The news comes as police crackdown on sellers following the introduction of the Psychoactive Substances Act 2016.
The ban was introduced in the capital a year before the law was changed and while the act makes it illegal to sell NPS including Clockwork Orange, Black Mamba and Annihilation, possession is still legal.
Author of the report, Rob McCulloch-Graham, chief officer, Edinburgh Health and Social Care Partnership said: “At this time, Police Scotland reported an increase in bizarre anti-social act behaviour and extreme violence. Police reported that these incidents involved people who appeared to be under the influence of a stimulant based drug, likely to be ethalphendrate.
“The most serious of these resulted in an officer being stabbed, a siege and a suicide.

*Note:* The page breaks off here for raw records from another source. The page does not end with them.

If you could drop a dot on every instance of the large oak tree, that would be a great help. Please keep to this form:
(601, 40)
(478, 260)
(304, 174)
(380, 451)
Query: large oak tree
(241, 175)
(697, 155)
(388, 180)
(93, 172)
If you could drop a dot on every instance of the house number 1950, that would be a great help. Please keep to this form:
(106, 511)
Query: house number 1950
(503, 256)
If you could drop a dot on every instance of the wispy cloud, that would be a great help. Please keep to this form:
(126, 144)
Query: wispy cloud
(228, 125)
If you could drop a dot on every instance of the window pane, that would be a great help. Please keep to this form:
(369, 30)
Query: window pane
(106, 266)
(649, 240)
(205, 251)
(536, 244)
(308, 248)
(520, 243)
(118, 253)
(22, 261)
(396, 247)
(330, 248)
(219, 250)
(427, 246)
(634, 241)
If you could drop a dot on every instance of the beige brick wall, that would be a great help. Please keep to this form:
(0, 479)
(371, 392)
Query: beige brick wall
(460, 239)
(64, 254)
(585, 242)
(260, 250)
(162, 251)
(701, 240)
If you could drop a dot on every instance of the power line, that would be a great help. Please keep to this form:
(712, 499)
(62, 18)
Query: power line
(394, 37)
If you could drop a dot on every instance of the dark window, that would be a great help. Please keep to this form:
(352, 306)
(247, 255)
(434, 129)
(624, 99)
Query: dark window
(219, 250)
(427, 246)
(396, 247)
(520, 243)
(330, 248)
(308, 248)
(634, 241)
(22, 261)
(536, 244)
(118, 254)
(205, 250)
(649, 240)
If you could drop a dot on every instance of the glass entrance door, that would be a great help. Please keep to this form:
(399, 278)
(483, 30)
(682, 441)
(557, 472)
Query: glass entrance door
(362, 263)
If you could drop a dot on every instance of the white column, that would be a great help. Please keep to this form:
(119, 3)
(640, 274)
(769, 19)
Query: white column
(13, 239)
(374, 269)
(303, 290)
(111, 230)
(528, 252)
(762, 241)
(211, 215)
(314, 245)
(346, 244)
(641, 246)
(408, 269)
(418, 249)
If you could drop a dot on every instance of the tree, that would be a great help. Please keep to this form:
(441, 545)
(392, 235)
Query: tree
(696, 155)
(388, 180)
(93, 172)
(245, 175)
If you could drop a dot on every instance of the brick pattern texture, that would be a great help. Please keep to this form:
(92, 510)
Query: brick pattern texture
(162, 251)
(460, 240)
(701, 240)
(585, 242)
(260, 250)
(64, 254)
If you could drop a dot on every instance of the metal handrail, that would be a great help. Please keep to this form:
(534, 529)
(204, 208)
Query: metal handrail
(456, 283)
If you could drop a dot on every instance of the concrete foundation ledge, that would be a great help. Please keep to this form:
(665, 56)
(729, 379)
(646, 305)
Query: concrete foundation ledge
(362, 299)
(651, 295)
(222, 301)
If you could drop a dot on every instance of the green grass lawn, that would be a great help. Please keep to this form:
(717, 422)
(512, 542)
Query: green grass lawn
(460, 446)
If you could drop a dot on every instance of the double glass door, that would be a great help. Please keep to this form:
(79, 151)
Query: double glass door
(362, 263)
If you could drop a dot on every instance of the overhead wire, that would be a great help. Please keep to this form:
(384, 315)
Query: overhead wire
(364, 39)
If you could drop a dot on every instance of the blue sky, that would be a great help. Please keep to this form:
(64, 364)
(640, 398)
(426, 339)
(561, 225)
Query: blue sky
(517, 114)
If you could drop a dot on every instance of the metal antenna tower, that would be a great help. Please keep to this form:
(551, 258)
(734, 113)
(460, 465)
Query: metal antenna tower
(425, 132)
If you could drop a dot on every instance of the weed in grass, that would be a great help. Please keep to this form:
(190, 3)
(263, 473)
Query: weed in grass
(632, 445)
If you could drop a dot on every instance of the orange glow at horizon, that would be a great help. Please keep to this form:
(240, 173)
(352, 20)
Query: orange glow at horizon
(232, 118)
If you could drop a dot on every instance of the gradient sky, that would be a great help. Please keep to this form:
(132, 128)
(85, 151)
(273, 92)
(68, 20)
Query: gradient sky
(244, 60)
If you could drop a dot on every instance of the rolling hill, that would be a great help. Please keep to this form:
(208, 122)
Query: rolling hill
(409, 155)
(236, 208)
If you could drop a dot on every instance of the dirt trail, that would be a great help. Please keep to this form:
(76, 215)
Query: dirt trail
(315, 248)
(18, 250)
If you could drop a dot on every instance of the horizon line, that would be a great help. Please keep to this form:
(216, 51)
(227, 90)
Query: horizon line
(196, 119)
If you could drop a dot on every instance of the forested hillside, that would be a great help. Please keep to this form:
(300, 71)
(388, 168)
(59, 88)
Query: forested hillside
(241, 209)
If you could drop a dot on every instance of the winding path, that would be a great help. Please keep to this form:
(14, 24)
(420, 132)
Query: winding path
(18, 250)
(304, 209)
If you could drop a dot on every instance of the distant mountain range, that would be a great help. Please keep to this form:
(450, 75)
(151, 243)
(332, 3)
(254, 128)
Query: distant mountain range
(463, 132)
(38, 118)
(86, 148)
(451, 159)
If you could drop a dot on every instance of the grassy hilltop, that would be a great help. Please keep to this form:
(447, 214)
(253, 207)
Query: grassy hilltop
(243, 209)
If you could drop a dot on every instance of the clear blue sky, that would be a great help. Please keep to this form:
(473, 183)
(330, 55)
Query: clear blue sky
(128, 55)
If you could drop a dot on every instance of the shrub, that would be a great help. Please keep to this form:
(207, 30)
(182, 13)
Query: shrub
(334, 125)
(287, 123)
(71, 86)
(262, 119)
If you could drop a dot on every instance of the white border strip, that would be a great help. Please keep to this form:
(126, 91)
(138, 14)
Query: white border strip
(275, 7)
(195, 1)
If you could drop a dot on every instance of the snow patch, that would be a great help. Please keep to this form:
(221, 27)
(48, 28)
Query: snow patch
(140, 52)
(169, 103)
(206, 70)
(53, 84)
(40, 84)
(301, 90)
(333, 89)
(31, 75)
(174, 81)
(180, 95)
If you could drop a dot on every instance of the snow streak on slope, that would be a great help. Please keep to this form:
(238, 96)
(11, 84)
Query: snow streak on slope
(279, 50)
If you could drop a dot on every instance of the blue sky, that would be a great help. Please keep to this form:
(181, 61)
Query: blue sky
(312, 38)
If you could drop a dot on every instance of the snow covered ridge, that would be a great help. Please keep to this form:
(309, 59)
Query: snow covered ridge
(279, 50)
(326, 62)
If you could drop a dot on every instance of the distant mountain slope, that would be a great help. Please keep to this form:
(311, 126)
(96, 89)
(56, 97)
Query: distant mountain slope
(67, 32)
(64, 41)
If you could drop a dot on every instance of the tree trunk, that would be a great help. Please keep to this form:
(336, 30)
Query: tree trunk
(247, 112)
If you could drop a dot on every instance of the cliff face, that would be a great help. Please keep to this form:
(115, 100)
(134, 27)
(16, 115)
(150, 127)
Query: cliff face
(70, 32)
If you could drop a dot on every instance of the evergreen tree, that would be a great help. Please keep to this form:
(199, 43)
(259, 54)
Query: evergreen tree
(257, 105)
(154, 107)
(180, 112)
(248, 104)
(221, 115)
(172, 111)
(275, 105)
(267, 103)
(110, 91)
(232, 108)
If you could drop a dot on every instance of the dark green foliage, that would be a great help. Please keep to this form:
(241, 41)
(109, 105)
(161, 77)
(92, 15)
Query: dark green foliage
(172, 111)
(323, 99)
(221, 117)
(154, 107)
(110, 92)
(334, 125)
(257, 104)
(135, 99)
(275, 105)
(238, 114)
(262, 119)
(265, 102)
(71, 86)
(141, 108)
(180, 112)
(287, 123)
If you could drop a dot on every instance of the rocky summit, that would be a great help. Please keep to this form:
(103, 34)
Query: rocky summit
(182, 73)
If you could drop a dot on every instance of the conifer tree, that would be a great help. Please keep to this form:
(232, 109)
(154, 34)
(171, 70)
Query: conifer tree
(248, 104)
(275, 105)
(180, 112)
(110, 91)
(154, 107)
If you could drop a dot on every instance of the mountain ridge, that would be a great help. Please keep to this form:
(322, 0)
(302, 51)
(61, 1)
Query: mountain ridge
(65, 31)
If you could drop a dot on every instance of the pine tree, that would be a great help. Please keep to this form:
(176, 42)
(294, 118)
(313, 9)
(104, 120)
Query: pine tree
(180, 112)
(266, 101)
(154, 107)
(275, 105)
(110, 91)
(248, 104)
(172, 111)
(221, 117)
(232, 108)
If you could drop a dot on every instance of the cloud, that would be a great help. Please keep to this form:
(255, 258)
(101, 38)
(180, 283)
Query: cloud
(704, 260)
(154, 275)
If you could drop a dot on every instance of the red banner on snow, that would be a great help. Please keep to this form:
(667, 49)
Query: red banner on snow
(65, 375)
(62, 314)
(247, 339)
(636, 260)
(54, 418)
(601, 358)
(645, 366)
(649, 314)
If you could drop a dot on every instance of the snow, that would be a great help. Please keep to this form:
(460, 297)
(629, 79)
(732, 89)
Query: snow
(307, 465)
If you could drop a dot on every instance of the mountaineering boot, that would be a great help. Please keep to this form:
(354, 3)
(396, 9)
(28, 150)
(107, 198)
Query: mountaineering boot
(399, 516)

“Local evidence suggests that between January and October 2014, there were 39 incidents where the police were called and the person was taken to A&E, as well as a number of incidents of violence linked to extreme behaviour.”
He added: “In summary, the introduction of the temporary banning order for ethalphendrate in April 2015 had a significant impact on the availability and use of this drug.
“This resulted in a reduction in a range of health and criminal harms relating to drug use.”
Deputy chief constable Ruaraidh Nicolson said: “We have engaged with known sellers of NPS to make them aware of the introduction of the Psychoactive Substances Act 2016.
“There is no safe way to take NPS, there is always a risk.”